Sure, it’s no surprise to hear “I Want You” (1966) done as a forlorn lament — but as a duet? To exercise my state-residential privilege a second: That’s different. They make cunning and transformative use of material from Dylan’s turn-of-the-’80s Christian conversion, particularly “What Can I Do for You?” (1980) and “Slow Train” (1979), neither of which do much preaching here. “Like a Rolling Stone” (1965) is delivered not as a rant but as a lament, following a strangling. Then it becomes a band number — and then, oddly on paper but smartly onstage, it veers into a snippet of “To Make You Feel My Love” (1997) for the coda. Or “You Ain’t Goin’ Nowhere” (1967) done up for a square dance, segueing into “Jokerman” (1983) — a combo not even the notoriously whimsical Dylan would have come up with.
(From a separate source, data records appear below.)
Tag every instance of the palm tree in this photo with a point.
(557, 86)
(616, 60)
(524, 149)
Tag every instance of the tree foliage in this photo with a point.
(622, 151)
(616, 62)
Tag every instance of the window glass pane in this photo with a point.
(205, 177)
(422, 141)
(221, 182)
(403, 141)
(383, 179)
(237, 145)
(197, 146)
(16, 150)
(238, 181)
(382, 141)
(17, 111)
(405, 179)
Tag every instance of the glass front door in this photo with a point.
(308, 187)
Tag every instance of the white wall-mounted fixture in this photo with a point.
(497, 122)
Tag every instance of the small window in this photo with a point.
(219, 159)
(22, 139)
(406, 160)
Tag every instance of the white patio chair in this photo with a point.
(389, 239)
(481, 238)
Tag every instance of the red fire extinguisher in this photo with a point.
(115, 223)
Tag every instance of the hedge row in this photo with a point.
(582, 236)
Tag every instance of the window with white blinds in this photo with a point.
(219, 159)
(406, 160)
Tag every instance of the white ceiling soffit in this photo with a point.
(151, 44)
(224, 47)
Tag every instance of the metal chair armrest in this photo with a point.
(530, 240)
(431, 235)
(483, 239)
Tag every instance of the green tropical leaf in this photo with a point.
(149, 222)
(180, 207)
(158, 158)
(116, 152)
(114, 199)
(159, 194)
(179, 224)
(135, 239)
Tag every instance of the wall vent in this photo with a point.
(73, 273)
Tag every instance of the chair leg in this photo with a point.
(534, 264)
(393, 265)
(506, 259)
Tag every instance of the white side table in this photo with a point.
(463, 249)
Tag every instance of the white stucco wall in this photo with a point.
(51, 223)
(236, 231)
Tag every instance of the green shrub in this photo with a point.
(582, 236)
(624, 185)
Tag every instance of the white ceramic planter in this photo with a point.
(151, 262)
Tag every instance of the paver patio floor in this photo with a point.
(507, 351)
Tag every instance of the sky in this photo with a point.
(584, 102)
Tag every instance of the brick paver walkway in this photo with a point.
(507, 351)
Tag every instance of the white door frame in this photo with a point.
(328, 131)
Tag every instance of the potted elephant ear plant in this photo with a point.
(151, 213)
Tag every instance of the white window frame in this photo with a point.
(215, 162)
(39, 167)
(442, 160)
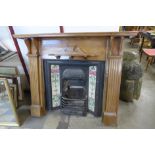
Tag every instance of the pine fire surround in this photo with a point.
(79, 46)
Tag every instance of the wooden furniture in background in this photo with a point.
(97, 46)
(150, 54)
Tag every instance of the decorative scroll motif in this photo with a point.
(92, 88)
(55, 81)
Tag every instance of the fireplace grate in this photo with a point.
(73, 106)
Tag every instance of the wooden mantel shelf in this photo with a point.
(86, 34)
(92, 46)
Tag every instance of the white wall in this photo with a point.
(91, 28)
(31, 30)
(6, 39)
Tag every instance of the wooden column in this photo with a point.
(113, 80)
(19, 53)
(36, 78)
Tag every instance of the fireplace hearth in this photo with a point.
(75, 87)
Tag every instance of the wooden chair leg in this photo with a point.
(141, 54)
(153, 58)
(148, 62)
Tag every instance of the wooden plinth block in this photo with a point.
(110, 119)
(37, 111)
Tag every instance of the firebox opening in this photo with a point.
(75, 87)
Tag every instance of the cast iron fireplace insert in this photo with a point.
(75, 87)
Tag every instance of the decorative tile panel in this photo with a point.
(92, 88)
(55, 81)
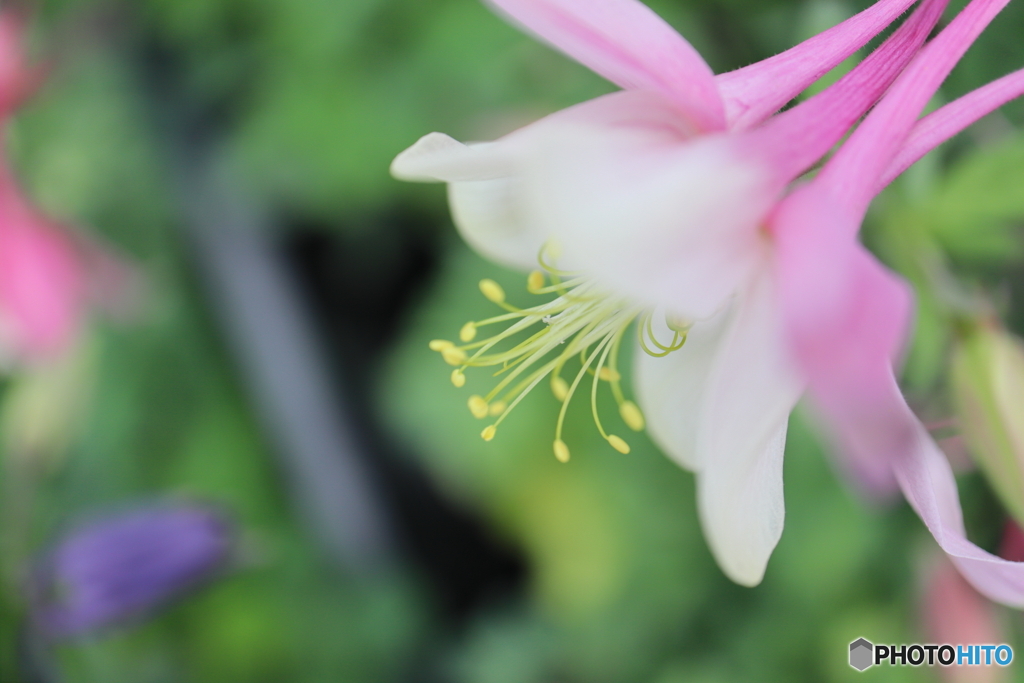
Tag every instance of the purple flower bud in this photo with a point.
(122, 565)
That might not have been the case with the night’s one true clunker. “Is Your Love in Vain?” (1978) is not generally considered a Dylan classic, for good reason. It works in the context of Girl from the North Country, though — illustrates a dramatic turn quite aptly, in fact. Or at least the title does. As for the rest of the song, the lines “Can you cook and sew? / Make flowers grow?” are still risible even in another context. You can’t transform everything Dylan does. Somehow, that comes as a relief.